No mesmo sentido Eduardo Espínola (2001, p. 1) também classifica a família quanto ao seu significado:
Em acepção ampla, a palavra família compreende as pessoas unidas pelo casamento, as provenientes de um tronco ancestral comum e as vinculadas por adoção.
Em sentido restritivo, correspondendo ao que os romanos denominavam domus, a família compreende apenas os cônjuges e os filhos.
Algumas disposições do Código Civil, como acontece também nos vários sistemas legislativos, aplicam-se à família, em sentido mais ou menos lato, considerando certas relações de parentesco.
Outras, porém, visam tão-somente às relações entre os cônjuges e entre estes e os filhos, isto é, aplicam-se às duas pessoas unidas pelo casamento e aos seus descendentes. (Com grifo no original).
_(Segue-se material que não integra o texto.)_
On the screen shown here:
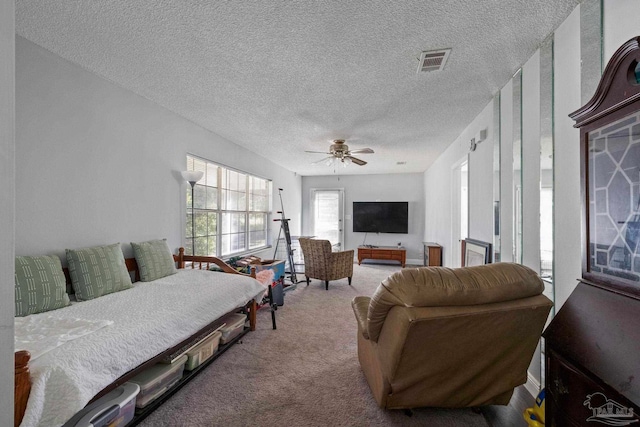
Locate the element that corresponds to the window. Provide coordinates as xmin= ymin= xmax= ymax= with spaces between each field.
xmin=184 ymin=156 xmax=271 ymax=257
Do exposto, conclui-se que o direito não abarca somente a família matrimonial, pois ele protege também as uniões constituídas fora do casamento, à sua imagem e semelhança, bem como os vínculos de filiação estabelecidos pela adoção. E, além disso, a Lei n. 8.069/90 (Estatuto da criança e do Adolescente), no art. 28, refere-se à família substituta, que se configurará pela guarda, tutela e adoção. (DINIZ, 2005, p. 13).
No direito moderno, família é um conjunto de pessoas ligadas pelo vínculo sangüíneo, cuja eficácia se estende ora mais larga, ora mais restrita, segundo as várias legislações. Outras vezes, porém, designam-se, por família, somente os cônjuges e a respectiva progênie. (BEVILÁQUA, 2001, p. 30).
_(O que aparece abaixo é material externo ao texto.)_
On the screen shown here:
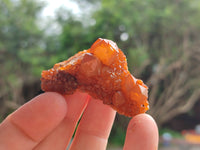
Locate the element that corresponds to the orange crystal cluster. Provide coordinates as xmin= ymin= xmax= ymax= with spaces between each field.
xmin=41 ymin=38 xmax=149 ymax=117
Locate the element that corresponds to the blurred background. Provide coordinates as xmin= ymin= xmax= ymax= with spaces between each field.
xmin=0 ymin=0 xmax=200 ymax=150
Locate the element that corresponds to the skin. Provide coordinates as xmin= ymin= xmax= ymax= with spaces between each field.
xmin=0 ymin=92 xmax=158 ymax=150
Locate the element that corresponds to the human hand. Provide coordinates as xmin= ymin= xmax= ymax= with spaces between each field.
xmin=0 ymin=92 xmax=158 ymax=150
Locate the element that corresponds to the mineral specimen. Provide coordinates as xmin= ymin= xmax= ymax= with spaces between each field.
xmin=41 ymin=38 xmax=149 ymax=117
Cícero apud Monteiro (2004, p. 1) apelidou-a de seminarium reipublicae. "Efetivamente, onde e quando a família se mostrou forte, aí floresceu o Estado, onde e quando se revelou frágil, aí começou a decadência geral".
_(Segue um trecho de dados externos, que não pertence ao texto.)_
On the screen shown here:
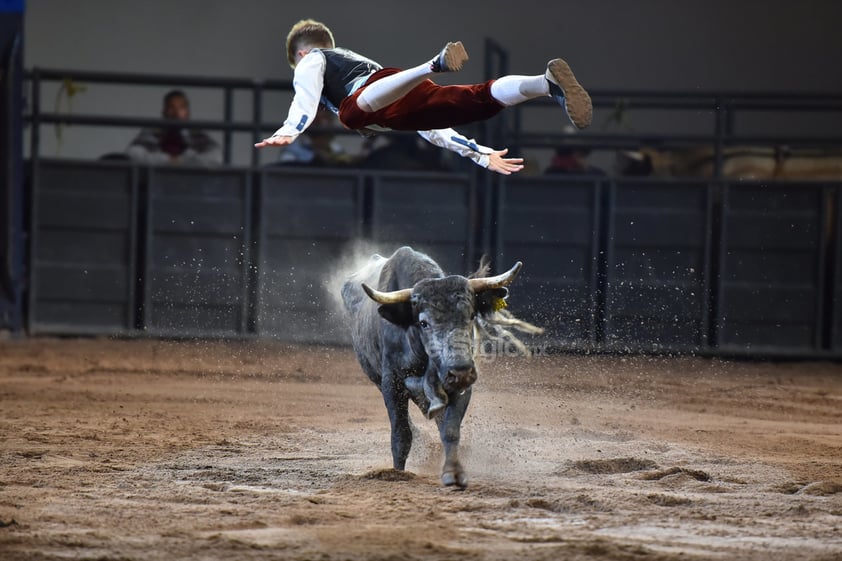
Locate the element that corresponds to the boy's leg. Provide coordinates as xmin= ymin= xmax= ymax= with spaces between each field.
xmin=357 ymin=41 xmax=468 ymax=113
xmin=491 ymin=58 xmax=593 ymax=129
Muito embora, há quem pense de modo diferente, como é o caso de Arnaldo Rizzardo (2005, p. 1) que assim se manifesta: "Não mais predomina, hoje, aquele entendimento muito em voga até algumas décadas atrás, assentado na necessidade do fortalecimento da família para tornar mais forte o Estado, embora a totalidade das Constituições consagre o alto propósito da irrestrita proteção à família".
No entanto é dele o conceito "trata-se a família de um núcleo social primário".
Pontes de Miranda (apud RIZZARDO, 2005, p. 11) aponta vários significados de família:
Ainda modernamente, há multiplicidade de conceitos da expressão "família", Ora significa o conjunto das pessoas que descendem de tronco ancestral comum, tanto quanto essa ascendência se conserva na memória dos descendentes; ou nos arquivos, ou na memória dos estranhos, ora o conjunto de pessoas ligadas a alguém, ou a um casal, pelos laços de consangüinidade ou de parentesco civil; ora o conjunto das mesmas pessoas, mais os afins apontados por lei; ora o marido e a mulher, descendentes e adotados; ora, finalmente, marido, mulher e parentes sucessíveis de um e de outra.
A família moderna, formada por pais e filhos, não se alterou muito com a vida urbana. A família atual, entretanto, difere das formas antigas no que concerne as suas finalidades, composição de papel de pais e mães. (VENOSA, 2003, p. 20).
Atualmente, a escola e outras instituições de educação, esportes e recreação preenchem atividades dos filhos que anteriormente eram da responsabilidade dos pais. Os ofícios não são mais transmitidos de pai para filho dentro dos lares e das corporações de ofício. Tampouco a família que vive no meio rural consegue manter seus filhos na terra ao atingirem a maioridade. A educação cabe ao Estado ou a instituições privadas por ele supervisionadas. A religião não mais é ministrada em casa e a multiplicidade de seitas e de credos cristãos, desvinculados da fé originais, por vezes oportunistas, não mais permite uma definição homogênea. Também as funções de assistência a crianças, adolescentes, necessitados e idosos têm sido assumidas pelo Estado. (VENOSA, 2003, p. 20).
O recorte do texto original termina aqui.